The learning curve for all of this has been steep this week, but we knew this time around would be. Our loose plan is to do this again, so we’re really figuring out the process before we build (and by “we”, I mean the Skipper of course!) anything more permanent for brooding chicks with a broody hen.
What we’ve learned so far?
I’m pretty sure that our poor-ish hatch rate is because we didn’t keep our eggs cool enough. The books say, keep the eggs at “room temperature” “on the counter in the kitchen.” The problem? Our woodstove and open-plan living space. Our kitchen stays at about 25 during the day, is very dry, and gets a lot cooler at night. Not a great place to maintain the integrity of an egg! So next time, we will try for a bigger batch of eggs, and take better care of them while we wait for the broody to take over. On this hatch (although its hard to tell exactly yet), it looks like the eggs we bought are largely the ones that became healthy chicks–those are the ones we kept cooler and were fresher.
I don’t think we’ll go back to brooding in the house ourselves. The natural way is SO much better, despite the bumpy start. It’s amazing to see the chicks in the hay and dirt so quickly, and handling ordinary temperatures so young! They are getting so much richer a chick experience than we could ever give them. There’s no heat lamp outside, and the chicks don’t seem to care at all. They tuck under Mum at night, and whenever they need to warm up. Otherwise, they are out on our 10 degree days with seemingly no trouble at all. They have no need for vaccinations or medication, because they are building their immune systems on the deep litter in the run–eating dirt, flock poop, and all the low levels of bacteria and micro-organisms. I keep a little apple cider vinegar in their water to keep their probiotics up, and so far so good. Their environment is in every way superior to living on a shelf-liner in our bathroom!
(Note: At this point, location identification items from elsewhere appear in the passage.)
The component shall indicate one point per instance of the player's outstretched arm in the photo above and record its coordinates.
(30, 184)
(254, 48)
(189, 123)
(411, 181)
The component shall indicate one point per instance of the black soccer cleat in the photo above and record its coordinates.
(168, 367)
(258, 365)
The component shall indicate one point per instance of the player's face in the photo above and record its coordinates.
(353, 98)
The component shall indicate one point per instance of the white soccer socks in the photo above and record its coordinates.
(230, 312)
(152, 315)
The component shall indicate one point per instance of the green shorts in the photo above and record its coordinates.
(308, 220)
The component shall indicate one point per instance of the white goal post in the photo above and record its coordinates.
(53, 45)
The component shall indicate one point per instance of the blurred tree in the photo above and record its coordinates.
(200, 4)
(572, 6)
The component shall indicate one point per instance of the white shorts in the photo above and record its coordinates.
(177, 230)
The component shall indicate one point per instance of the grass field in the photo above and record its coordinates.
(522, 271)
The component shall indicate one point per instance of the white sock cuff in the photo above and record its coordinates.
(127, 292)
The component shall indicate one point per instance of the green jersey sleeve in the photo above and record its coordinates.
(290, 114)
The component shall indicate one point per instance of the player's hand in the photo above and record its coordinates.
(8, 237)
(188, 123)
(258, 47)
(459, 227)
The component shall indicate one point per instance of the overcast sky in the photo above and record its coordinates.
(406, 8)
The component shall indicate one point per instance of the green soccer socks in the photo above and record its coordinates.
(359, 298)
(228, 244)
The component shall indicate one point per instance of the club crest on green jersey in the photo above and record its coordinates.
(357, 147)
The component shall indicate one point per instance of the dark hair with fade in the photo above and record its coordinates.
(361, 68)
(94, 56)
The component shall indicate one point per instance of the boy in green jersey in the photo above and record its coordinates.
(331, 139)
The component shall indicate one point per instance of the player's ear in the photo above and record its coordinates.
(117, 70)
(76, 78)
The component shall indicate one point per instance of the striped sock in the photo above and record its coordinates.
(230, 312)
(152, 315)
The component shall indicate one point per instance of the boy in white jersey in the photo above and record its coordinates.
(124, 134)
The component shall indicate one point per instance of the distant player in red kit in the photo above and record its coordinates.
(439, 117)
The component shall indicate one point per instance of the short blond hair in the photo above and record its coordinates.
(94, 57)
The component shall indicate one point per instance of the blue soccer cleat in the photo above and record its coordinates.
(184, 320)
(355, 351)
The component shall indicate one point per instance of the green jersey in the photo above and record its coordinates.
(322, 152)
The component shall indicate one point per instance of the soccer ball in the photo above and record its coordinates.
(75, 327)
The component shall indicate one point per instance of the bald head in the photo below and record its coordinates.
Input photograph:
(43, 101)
If we ever build another coop, we’ll build in an area that can be flexible for brooding. But in the meantime, we can do this in our small set-up, with a little resourcefulness. There are lots more stages in this process to come, though, so we’ve got a fair bit to figure out yet. Like, what will we do when this batch grows up?!
And, yes, we’re kinda hoping that in another month or so, Hen or another hen will go broody, and we’ll get another chance to apply what we’ve learned. By the end of the summer, we will either have a staggered flock or a replacement one. At least that’s the plan!